Los acontecimientos que narro a continuación constituyen la experiencia más extraordinaria de mi vida. Sé con absoluta certeza que muchos no me creerán, otros me tomarán por loco, pero como alguien dijo alguna vez, la realidad supera a la ficción.
En aquel tiempo yo había conseguido mi primer trabajo como camarero en uno de los restaurantes más emblemáticos de la ciudad. Su interior, revestido con madera auténtica de diferentes especies y tonalidades, era cálido y muy acogedor.
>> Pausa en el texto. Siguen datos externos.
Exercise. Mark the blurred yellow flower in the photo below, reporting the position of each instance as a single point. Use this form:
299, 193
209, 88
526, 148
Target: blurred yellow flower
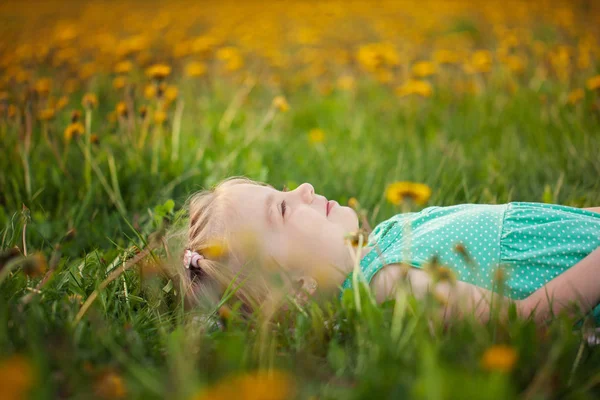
123, 67
42, 86
423, 69
158, 71
414, 86
195, 69
74, 129
171, 93
119, 82
47, 114
110, 385
398, 192
345, 82
121, 109
280, 103
575, 96
593, 83
160, 117
260, 385
150, 91
500, 358
17, 377
316, 135
89, 101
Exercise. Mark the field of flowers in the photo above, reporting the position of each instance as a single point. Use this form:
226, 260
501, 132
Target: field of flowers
112, 113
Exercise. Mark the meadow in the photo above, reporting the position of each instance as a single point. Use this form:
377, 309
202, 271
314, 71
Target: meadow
113, 113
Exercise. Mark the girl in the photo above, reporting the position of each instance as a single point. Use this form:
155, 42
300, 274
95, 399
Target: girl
546, 255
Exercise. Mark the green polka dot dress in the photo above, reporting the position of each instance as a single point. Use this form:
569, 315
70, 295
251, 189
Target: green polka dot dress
534, 242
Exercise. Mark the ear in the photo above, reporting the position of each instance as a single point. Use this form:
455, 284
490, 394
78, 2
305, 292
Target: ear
305, 287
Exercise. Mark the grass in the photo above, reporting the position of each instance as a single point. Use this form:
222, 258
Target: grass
495, 144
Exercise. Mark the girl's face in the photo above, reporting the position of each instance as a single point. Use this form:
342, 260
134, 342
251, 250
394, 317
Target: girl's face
300, 230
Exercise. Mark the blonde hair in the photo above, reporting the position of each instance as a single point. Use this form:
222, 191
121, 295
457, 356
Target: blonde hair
210, 222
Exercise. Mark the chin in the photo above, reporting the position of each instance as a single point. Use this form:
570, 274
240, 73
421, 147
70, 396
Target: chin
348, 218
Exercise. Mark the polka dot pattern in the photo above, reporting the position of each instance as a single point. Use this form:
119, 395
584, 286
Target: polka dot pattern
534, 242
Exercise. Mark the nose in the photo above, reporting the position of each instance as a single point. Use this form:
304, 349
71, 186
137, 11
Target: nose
307, 192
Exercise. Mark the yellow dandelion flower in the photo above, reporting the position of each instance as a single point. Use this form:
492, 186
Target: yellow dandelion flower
89, 101
43, 86
119, 82
47, 114
214, 249
110, 385
143, 111
593, 83
123, 67
345, 82
414, 86
263, 385
171, 93
75, 116
17, 377
575, 96
281, 103
316, 135
150, 91
74, 129
423, 69
122, 109
500, 358
443, 56
195, 69
62, 103
399, 192
160, 117
158, 71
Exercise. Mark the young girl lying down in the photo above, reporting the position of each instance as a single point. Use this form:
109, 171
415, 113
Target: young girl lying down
550, 253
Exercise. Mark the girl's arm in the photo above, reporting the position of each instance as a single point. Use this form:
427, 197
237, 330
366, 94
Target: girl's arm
579, 284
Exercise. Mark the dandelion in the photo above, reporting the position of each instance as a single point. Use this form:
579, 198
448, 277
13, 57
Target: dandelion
119, 82
575, 96
500, 358
593, 83
399, 192
423, 69
415, 86
160, 117
122, 109
158, 71
89, 101
74, 129
316, 135
42, 86
195, 69
47, 114
110, 385
62, 102
16, 377
123, 67
260, 385
75, 116
171, 93
150, 91
280, 103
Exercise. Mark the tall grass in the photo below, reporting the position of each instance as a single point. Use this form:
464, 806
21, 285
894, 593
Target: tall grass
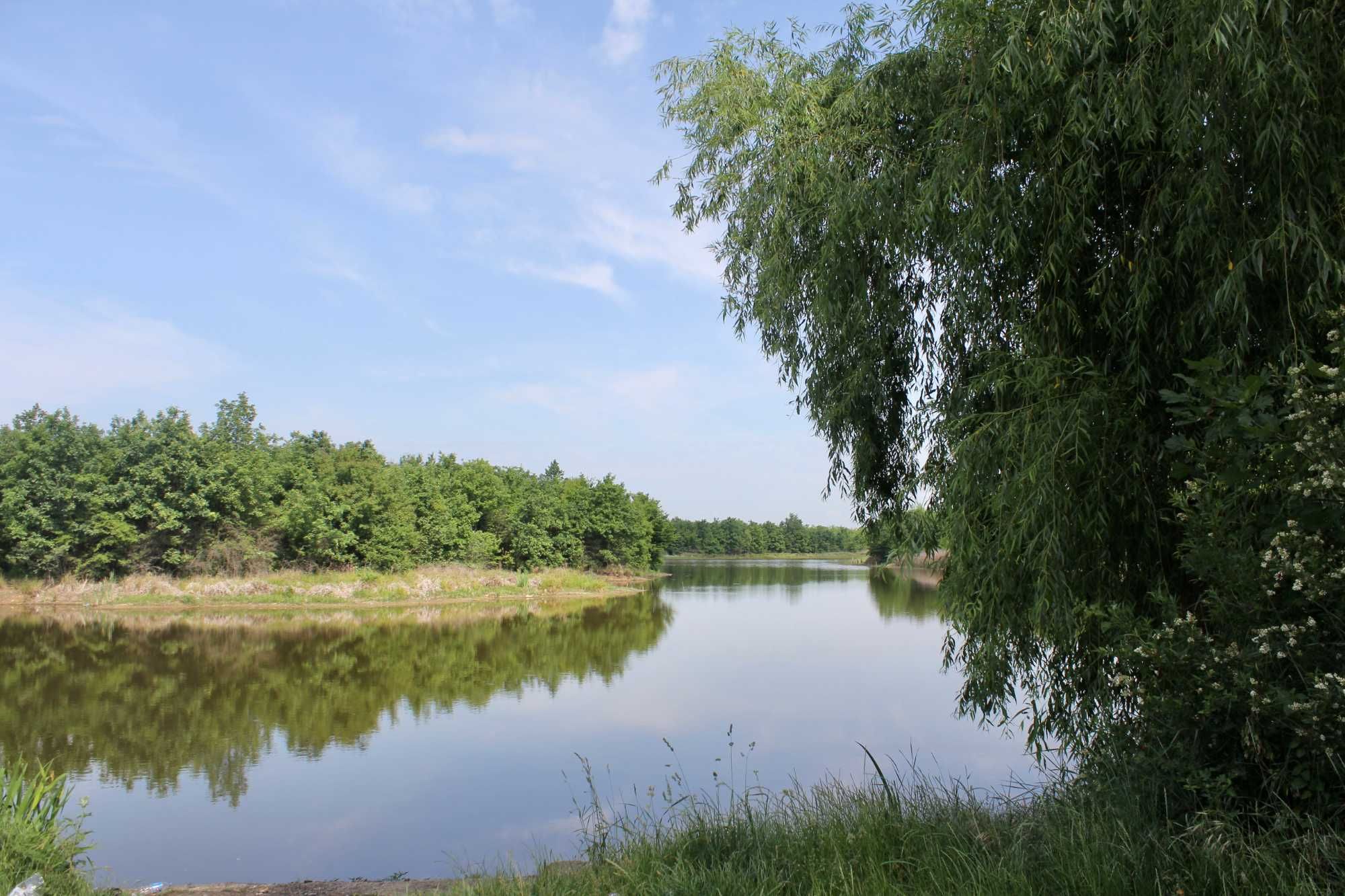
37, 834
917, 834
De los altos techos, sostenidos por delgadas columnas doradas ornamentadas con motivos que recordaban a otra época, colgaban diversas plantas que proporcionaban un ambiente salvaje al recinto. La decoración contaba con espejos, cuadros, velas… y una litografía de aspecto antiguo que llamó mi atención. El encargado me explicó animadamente que en el centro de aquella imagen, acompañado por decenas de personas, se encontraba el chef fundador del restaurante, ya fallecido. Debo reconocer que el grabado litográfico me inquietó durante varios días pues todas aquellas personas tenían la mirada perdida, los rostros completamente inexpresivos, pero la rutina hizo que me acostumbrara a su siniestra presencia hasta olvidarlo casi por completo.
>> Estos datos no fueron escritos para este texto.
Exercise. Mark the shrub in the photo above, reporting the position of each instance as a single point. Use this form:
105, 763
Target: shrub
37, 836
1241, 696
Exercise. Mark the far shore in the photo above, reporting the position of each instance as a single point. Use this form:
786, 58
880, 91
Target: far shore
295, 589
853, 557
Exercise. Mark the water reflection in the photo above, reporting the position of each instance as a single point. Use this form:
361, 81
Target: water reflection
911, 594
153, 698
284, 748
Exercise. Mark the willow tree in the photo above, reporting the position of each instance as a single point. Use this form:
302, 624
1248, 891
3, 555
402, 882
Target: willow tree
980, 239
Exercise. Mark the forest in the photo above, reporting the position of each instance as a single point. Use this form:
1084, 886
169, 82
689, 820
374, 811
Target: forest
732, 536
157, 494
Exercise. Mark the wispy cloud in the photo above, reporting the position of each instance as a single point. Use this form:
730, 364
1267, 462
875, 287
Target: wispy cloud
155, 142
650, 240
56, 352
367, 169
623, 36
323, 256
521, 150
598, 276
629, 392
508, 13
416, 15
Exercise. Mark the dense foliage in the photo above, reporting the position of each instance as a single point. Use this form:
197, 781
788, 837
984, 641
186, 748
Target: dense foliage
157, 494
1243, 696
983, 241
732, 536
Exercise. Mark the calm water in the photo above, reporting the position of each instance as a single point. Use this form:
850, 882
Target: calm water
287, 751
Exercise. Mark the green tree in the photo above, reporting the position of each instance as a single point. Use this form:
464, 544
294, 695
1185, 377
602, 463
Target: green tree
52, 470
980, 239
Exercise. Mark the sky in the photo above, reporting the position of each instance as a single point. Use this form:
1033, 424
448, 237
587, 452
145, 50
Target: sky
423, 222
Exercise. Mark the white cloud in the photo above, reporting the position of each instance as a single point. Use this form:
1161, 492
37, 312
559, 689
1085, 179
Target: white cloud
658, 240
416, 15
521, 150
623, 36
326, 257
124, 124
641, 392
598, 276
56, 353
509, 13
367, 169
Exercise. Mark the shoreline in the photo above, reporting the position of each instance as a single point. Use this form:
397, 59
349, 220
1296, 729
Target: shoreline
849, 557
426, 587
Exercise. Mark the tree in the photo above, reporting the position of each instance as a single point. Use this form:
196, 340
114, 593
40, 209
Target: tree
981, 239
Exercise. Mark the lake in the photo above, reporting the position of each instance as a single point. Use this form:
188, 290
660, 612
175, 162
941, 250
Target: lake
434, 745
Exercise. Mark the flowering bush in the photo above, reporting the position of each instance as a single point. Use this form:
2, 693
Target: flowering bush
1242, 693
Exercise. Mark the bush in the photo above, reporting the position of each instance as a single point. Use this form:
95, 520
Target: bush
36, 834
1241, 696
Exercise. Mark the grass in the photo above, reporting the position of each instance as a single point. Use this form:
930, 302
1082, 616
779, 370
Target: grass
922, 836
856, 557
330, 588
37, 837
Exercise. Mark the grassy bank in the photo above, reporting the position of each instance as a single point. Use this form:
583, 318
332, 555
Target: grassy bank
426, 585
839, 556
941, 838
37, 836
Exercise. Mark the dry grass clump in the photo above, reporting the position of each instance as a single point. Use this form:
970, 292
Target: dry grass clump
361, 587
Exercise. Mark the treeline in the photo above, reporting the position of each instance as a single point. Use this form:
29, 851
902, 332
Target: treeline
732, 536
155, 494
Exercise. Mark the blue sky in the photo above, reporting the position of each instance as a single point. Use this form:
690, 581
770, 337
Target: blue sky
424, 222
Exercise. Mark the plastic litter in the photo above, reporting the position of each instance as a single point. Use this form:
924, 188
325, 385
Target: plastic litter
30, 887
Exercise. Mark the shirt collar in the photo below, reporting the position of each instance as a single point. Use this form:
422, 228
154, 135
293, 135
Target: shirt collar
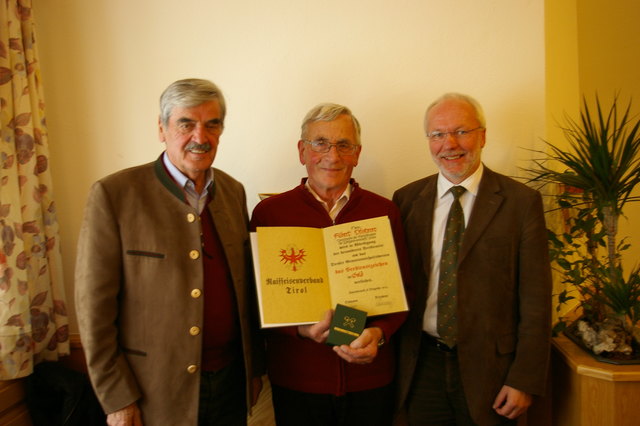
471, 184
346, 194
180, 178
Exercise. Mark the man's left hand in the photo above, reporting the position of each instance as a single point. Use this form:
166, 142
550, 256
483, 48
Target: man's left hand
511, 402
362, 350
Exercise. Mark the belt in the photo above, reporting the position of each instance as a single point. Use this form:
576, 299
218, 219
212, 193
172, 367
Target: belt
433, 341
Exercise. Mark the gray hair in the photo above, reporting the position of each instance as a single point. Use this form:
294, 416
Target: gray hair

Y después de varias semanas, ocurrió. Aquella noche, con el restaurante abarrotado, un hombre ataviado con un sobrio traje blanco y una mujer envuelta en un delicado vestido turquesa formaban una pareja que destacaba sobre el resto por su elegancia y buena sintonía. Pero de pronto el terror se desencadenó en la velada cuando la mujer empuñó coléricamente un cuchillo que hendió el aire hasta rebanar la garganta del hombre con un tajo profundo aunque apenas visible desde la distancia de no ser por la sangre que comenzó a brotar furiosa de la herida. Con gran rapidez, el hombre se puso en pie llevándose las manos al cuello en un desesperado intento por aferrarse a la vida, como si sus manos poseyeran el secreto de la mágica curación. Unos segundos después su organismo colapsó y, tras un espasmo estremecedor, su cuerpo se desplomó inerte en la silla con tal fuerza que su cuello se partió y su cabeza quedó descolgada sobre el respaldo. Acto seguido y con los ojos empañados en lágrimas, la mujer hundió el cuchillo en su vientre, donde (ella no lo sabía) la semilla de una nueva vida había empezado a germinar, hasta morir desangrada lenta y dolorosamente.
La investigación concluyó que el asesinato fue un acto de venganza motivado por deslealtades amorosas, pero yo tenía el profundo convencimiento de que una fuerza sobrenatural había intervenido apoderándose de aquella mujer. Pasados unos días lo comprendí. Estaba limpiando la vitrina de los licores tras la barra del restaurante cuando reparé de nuevo en la litografía. Parecía la misma, pero si uno observaba con detenimiento algo había cambiado. Entre toda aquella gente con semblante inexpresivo había dos caras nuevas: el hombre del traje blanco y la mujer del vestido turquesa; y en el centro el chef fundador que ahora lucía una enfermiza mueca triunfal en su rostro.